The supercontinuum source we are working with are commercial products from NKT Photonics and have the great feature of covering a large spectral bandwidth. These sources cover from the visible light up to the infrared wavelengths, to be precise from around 450 nm to 2400 nm. Because of this broad bandwidth we can use different wavelengths for optical coherence tomography (OCT). Optical coherence tomography works comparable to ultrasound or radar, where the light (or sound) is split into a reference and a sample. If the light (or sound) travel a different length interference occurs based on the path length difference. This interference is measured and the depth information can be reconstructed.

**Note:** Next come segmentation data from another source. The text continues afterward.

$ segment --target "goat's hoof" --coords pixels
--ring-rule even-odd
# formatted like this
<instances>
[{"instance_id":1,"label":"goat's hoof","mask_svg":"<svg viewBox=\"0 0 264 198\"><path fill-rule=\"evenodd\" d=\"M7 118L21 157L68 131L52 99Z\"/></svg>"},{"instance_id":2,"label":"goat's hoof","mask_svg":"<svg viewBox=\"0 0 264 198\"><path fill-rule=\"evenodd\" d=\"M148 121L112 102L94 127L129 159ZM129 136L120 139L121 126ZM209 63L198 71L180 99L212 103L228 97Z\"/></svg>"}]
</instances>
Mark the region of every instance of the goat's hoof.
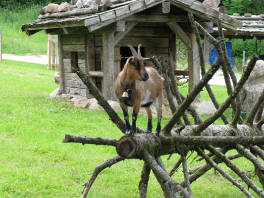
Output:
<instances>
[{"instance_id":1,"label":"goat's hoof","mask_svg":"<svg viewBox=\"0 0 264 198\"><path fill-rule=\"evenodd\" d=\"M152 130L148 130L147 129L146 130L145 130L144 131L144 132L145 133L151 133L152 132Z\"/></svg>"},{"instance_id":2,"label":"goat's hoof","mask_svg":"<svg viewBox=\"0 0 264 198\"><path fill-rule=\"evenodd\" d=\"M159 135L159 134L160 133L160 131L156 131L155 133L155 134L157 136L158 136Z\"/></svg>"}]
</instances>

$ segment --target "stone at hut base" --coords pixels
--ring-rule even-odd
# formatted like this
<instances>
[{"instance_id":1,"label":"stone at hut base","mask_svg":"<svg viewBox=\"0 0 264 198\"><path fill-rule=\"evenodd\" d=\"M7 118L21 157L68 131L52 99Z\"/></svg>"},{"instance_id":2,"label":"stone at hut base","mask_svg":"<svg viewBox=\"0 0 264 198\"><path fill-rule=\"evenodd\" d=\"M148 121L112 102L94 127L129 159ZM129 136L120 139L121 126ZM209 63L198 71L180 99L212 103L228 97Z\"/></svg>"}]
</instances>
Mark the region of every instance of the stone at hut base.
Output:
<instances>
[{"instance_id":1,"label":"stone at hut base","mask_svg":"<svg viewBox=\"0 0 264 198\"><path fill-rule=\"evenodd\" d=\"M59 95L59 98L61 99L70 99L73 98L73 96L70 94L62 94Z\"/></svg>"},{"instance_id":2,"label":"stone at hut base","mask_svg":"<svg viewBox=\"0 0 264 198\"><path fill-rule=\"evenodd\" d=\"M60 92L60 90L59 89L59 88L57 88L53 92L52 92L51 94L50 94L49 98L50 99L54 99L55 98L57 98L59 97L61 93L61 92Z\"/></svg>"},{"instance_id":3,"label":"stone at hut base","mask_svg":"<svg viewBox=\"0 0 264 198\"><path fill-rule=\"evenodd\" d=\"M57 84L59 84L59 72L55 72L54 74L54 81Z\"/></svg>"},{"instance_id":4,"label":"stone at hut base","mask_svg":"<svg viewBox=\"0 0 264 198\"><path fill-rule=\"evenodd\" d=\"M240 93L242 110L248 112L264 88L264 60L258 60Z\"/></svg>"}]
</instances>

The benefit of OCT is that by using a larger bandwidth the accuracy with depth can be improved.
Classical OCT light sources, such as superluminescent diodes (SLD) or swept source laser are mainly centred at 800 nm or 1300 nm and cover around 50 to 100 nm bandwidth. Here the supercontinuum has a large advantage.
We have implemented an OCT system at NKT at 800 nm with a spectral bandwidth of 300 nm. The bandwidth was limited by the detector of the set-up and not the source. Another set-up we built was for visible light covering from 465 to 730 nm. A third system was built centred at 1300 nm and a bandwidth of 400 nm. All these systems were functional and are used for further investigations.